Abstract
Aykroyd and Krishnam 1 observed that the incidence of angular stomatitis (sores in the corners of the mouth, perleche, cheilosis) coincided with a deficiency of some factor or factors of the vitamin B2 complex.
More recently Sebrell and Butler 2 produced these lesions in 10 out of 18 women subsisting on a riboflavin-deficient diet. The lesions developed in a period of 94 to 130 days. They failed to respond to nicotinic acid but responded to riboflavin, the complete healing requiring from 5 to 58 days. Sebrell and Butler 3 added more evidence to their previous findings and these have been confirmed by others. 4 , 5 , 6
In view of these facts, it seems important to report our observations on 4 consecutive cases of cheilosis occurring spontaneously in association with other deficiency syndromes in patients admitted to this hospital and treated with synthetic vitamin B6 [2 methyl, 3 hydroxy, 4.5 di(hydroxymethyl) pyridine].∗
The first patient treated was a 7-year-old colored girl admitted to the hospital with a diagnosis of pellagra. Pellagrous lesions were present on the hands and feet. A dietary history revealed a marked deficiency of the vitamin B-complex.
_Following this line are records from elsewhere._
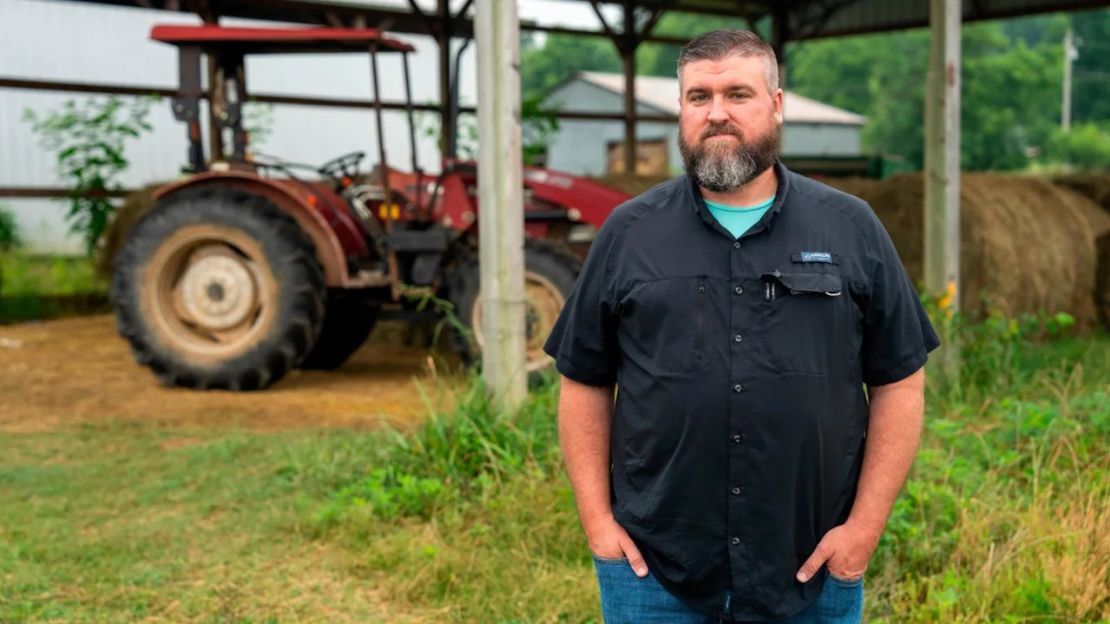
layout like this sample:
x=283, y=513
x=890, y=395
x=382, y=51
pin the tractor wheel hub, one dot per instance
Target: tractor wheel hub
x=218, y=291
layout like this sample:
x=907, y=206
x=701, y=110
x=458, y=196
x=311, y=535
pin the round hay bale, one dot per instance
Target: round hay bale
x=1093, y=185
x=1096, y=187
x=631, y=183
x=133, y=207
x=1027, y=245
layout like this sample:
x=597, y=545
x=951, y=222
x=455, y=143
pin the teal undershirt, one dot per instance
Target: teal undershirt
x=738, y=220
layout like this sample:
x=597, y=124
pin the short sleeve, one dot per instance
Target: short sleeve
x=583, y=340
x=897, y=333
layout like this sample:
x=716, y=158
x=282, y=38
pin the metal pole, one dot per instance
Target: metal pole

There were typical cheilosis lesions of the lips, characterized by maceration and fissuring at the angles. (Fig. 1a.) There was an associated severe anemia. The patient was placed on the basic diet of Smith and Ruffin which is known to be low in the B-complex and especially so in riboflavin. 7 Treatment with synthetic vitamin B6 hydrochloride† was started with 20 mg intravenously 24 hours after admission. Within 5 hours slight but definite objective improvement could be observed in the mouth lesion.